Issue (i): whether, while estimating income on the basis of gross profit rate, the average gross profit rate of the preceding five assessment years should be applied instead of the immediately preceding year.
Analysis: The assessment involved estimation of income by applying a gross profit rate. The record showed that the immediately preceding year was not comparable because the turnover in the year under appeal had increased substantially and market conditions had changed. In such circumstances, reliance on only the immediately preceding year was held to be inappropriate for estimating profit. The proper basis was the average gross profit rate of the preceding five assessment years. If that average was lower than the gross profit rate declared in the year under appeal, no addition would arise.
Conclusion: The issue was decided in favour of the Revenue, subject to recomputation by applying the average gross profit rate of the preceding five assessment years.
Issue (ii): whether the deletion of disallowance out of business promotion expenses was sustainable.
Analysis: The deletion of the disallowance was based on bills and invoices produced by the assessee, but it appeared that the Assessing Officer had not been given an opportunity to verify those materials. The matter therefore required factual verification of the supporting evidence before a final decision could be taken on the claim.

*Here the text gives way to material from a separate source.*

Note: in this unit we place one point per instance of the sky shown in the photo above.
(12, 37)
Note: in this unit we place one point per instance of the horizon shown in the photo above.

Conclusion: The issue was remanded to the Assessing Officer for verification and fresh decision in accordance with law.
Final Conclusion: The Revenue succeeded on the gross profit estimation issue and obtained remand of the business promotion expense issue, resulting in a partial allowance of the appeal.
Ratio Decidendi: Where income is estimated by applying a gross profit rate and the immediately preceding year is not comparable, the average gross profit rate of the preceding five assessment years is a proper basis for estimation; additional evidence affecting an expense disallowance requires verification by the Assessing Officer before final acceptance.